Pensions: the “senior index” in companies rejected by the National Assembly

Pensions the senior index in companies rejected by the National

This is the first major setback for the government and the presidential majority in the review of pension reform. The National Assembly rejected Tuesday, February 13, article 2 of the reform project which provides for the creation of a “senior index” in companies, to improve the employment of older employees, but perceived as inefficient.

This article 2, which was debated for three days, was rejected in the evening by 256 votes against 203, and 8 abstentions. Of the 44 LR deputies present, 38 voted against and 6 abstained. Within the majority, two Horizons deputies abstained: Thierry Benoit and Yannick Favennec-Bécot. The 4 deputies of the Liot group present in the hemicycle also voted against. Unsurprisingly, the Nupes and the RN spoke out against this index. As BFMTV points out, 30 Renaissance deputies were absent at the time of the vote.
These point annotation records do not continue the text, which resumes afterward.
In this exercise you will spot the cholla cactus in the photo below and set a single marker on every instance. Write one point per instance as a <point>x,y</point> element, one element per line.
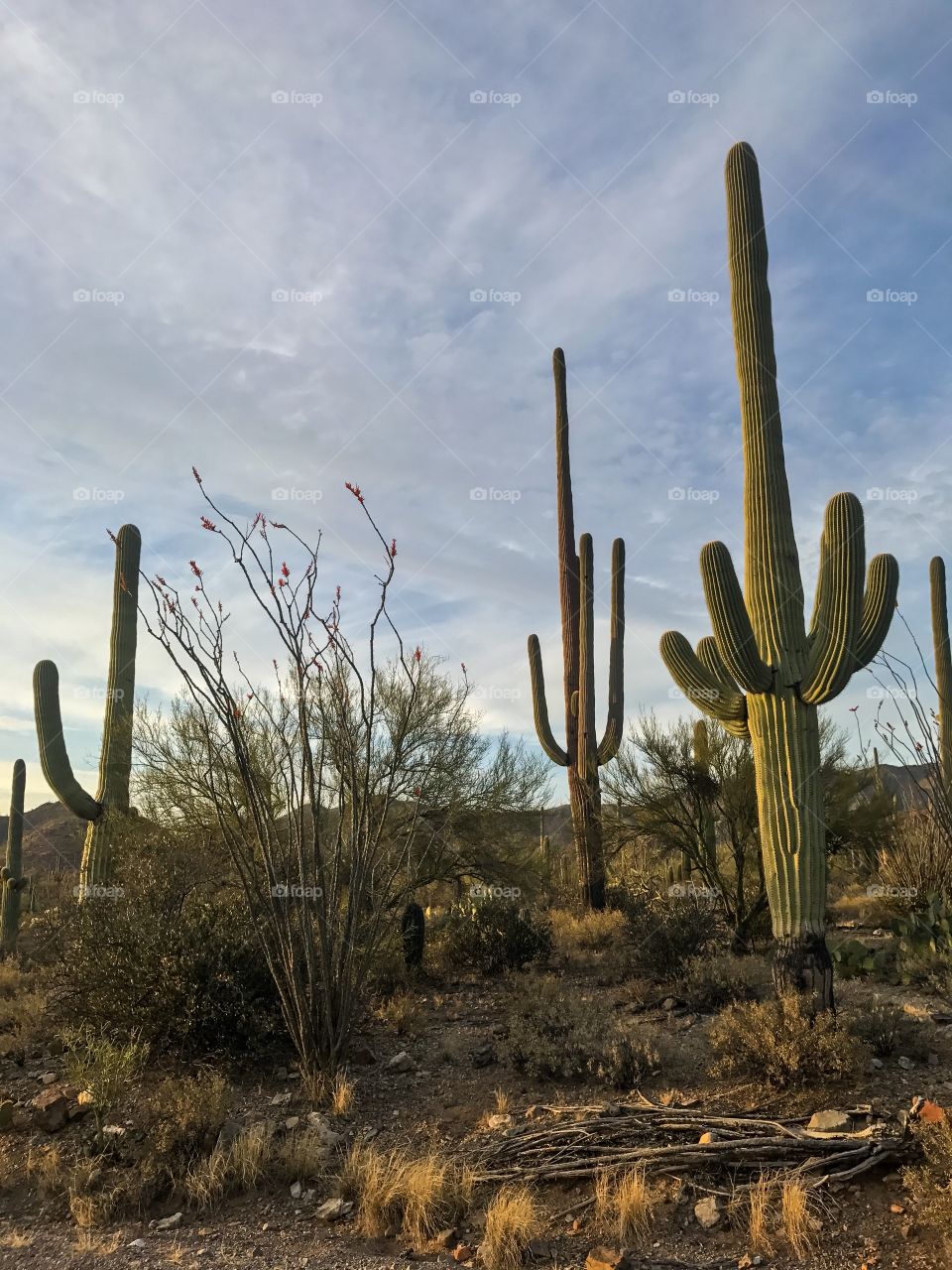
<point>765,674</point>
<point>583,753</point>
<point>943,663</point>
<point>12,873</point>
<point>112,801</point>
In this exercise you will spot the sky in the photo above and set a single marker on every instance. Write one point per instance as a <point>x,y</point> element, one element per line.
<point>298,245</point>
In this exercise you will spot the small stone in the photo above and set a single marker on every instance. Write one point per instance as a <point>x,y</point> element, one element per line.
<point>707,1211</point>
<point>830,1121</point>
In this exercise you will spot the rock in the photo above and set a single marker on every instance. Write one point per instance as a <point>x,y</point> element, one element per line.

Against the backdrop of bitter debates relating to another subject, the question of a minimum pension of around 1,200 euros for a full career and questions about the number of people who would be affected by such a measure, the atmosphere was still tense in the hemicycle on the 6th sitting day. At the end of the vote, the Nupes welcomed this result with cheers and songs. For a few seconds, several opposition deputies sang the song “We are here, we are here…”, widely associated with the movement of yellow vests. The attitude was deemed unacceptable by the President of the National Assembly, Yaël Braun-Pivet.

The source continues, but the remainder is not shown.